Trial plot 2 (TP 2) is located within a recreational zone of Homil-shanski Forests National Nature Park, in the vicinities of research sites of H. S. Skovoroda Kharkiv National Pedagogical University and Kara-zin Kharkiv National University. This area is exposed to intensive recreation pressure during the bird breeding season. The forest includes damaged and diseased trees (about 35%); the crown closure is about 70%. The understorey and shrub layers are present but poorly differentiated. The grassy layer is partly disturbed; projective cover reaches 85% in some places. The forest floor is slightly disturbed. Forest paths cover up to 30% of the site. This model site has the 3d stage of recreation digression, and the management of recreation pressure is required.
Trial plot 3 (TP 3) is in the forest park of Kharkiv City. It is a predominantly natural upland oak forest with a small admixture of artificially planted species, located in the interfluve of the Lopan and Kharkiv rivers.
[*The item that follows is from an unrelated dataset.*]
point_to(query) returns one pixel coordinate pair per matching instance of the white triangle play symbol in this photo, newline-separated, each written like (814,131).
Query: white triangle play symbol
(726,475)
The crown closure is circa 60%. The species, typical for the forest edge, as well as meadow, riparian, aquatic, and ruderal plants are recorded. There is an extended network of forest paths and roads, used for jogging. Increased recreation pressure leads to the expansion of open glades and the increasing density of paths. The maple Acer negundo
forms dense thickets at the forest edge; in some places, garbage dumps can be found. The number of ruderal species increases as one approaches the forest border. The site has the 4th level of recreational digression.
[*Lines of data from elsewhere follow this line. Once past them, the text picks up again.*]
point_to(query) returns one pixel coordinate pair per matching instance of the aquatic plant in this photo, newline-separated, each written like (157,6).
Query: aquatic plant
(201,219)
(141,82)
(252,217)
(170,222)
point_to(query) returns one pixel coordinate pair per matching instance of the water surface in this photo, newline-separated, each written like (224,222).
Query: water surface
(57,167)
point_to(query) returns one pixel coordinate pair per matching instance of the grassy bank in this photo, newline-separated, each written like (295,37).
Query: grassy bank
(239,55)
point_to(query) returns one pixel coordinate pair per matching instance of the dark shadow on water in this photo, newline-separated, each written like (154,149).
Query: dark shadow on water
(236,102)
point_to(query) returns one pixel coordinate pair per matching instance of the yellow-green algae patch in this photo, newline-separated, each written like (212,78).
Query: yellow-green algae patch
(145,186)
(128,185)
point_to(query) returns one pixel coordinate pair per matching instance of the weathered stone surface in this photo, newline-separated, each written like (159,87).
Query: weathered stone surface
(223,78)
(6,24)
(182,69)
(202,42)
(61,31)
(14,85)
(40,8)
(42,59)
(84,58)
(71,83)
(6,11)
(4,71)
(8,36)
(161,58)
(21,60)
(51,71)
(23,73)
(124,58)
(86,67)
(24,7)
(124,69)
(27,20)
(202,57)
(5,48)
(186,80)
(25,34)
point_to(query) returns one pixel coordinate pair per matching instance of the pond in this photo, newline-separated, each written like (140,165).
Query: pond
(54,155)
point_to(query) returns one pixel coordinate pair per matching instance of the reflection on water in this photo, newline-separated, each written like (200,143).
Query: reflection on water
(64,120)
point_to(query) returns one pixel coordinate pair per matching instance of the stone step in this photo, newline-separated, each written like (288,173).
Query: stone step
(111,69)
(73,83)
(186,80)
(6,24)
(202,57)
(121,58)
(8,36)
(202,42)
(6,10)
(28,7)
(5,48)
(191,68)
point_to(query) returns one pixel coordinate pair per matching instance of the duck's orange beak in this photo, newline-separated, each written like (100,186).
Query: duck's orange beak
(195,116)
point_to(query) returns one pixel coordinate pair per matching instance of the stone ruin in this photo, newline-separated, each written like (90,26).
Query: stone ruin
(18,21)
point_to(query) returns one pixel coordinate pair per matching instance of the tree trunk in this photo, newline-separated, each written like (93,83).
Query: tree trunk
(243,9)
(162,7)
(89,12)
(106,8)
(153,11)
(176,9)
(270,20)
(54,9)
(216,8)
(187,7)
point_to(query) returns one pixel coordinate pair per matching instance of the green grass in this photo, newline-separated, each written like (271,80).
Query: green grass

Trial plot 4 (TP 4) is situated in Hetmanskyi National Nature Park, in a pine forest near the villages of Kamianka and Klymetovo, in the area called "Lytovskyi Bif'. The oak-pine and maple-linden-oak woodlands near Kamianka have slight signs of human-caused disturbance; diseased trees are found; the crown closure is circa 20%. The understory and shrub layer are typical for the habitat; 5-20% of the trees have insignificant damages. The grassy layer includes meadow grasses (5-10%), which is not typical for this type of the forest. The forest floor is slightly disturbed. The area of paths is not extensive and covers up to 10% of the model site. In the section, lying in Lytovskyi Bir, the area of paths exceeds 20%. In July-August, the recreation pressure increases due to a high number of visitors. However, most bird species finish the breeding season before that time. The site has the third level of recreational digression.
A total of 52 chaffinch nests with 161 nestlings were inspected and 465 food pellets were collected. Of 838 invertebrate specimens, found in the trial plot, 110 (from 38 nestlings) in the oak forest TP 1, 138 (taken from 46 nestlings) were in the oak forest TP 2, 120 (from 35 nestlings) in the oak forest TP3 and 97 (from 42 nestlings) in the pine-oak forest TP 4.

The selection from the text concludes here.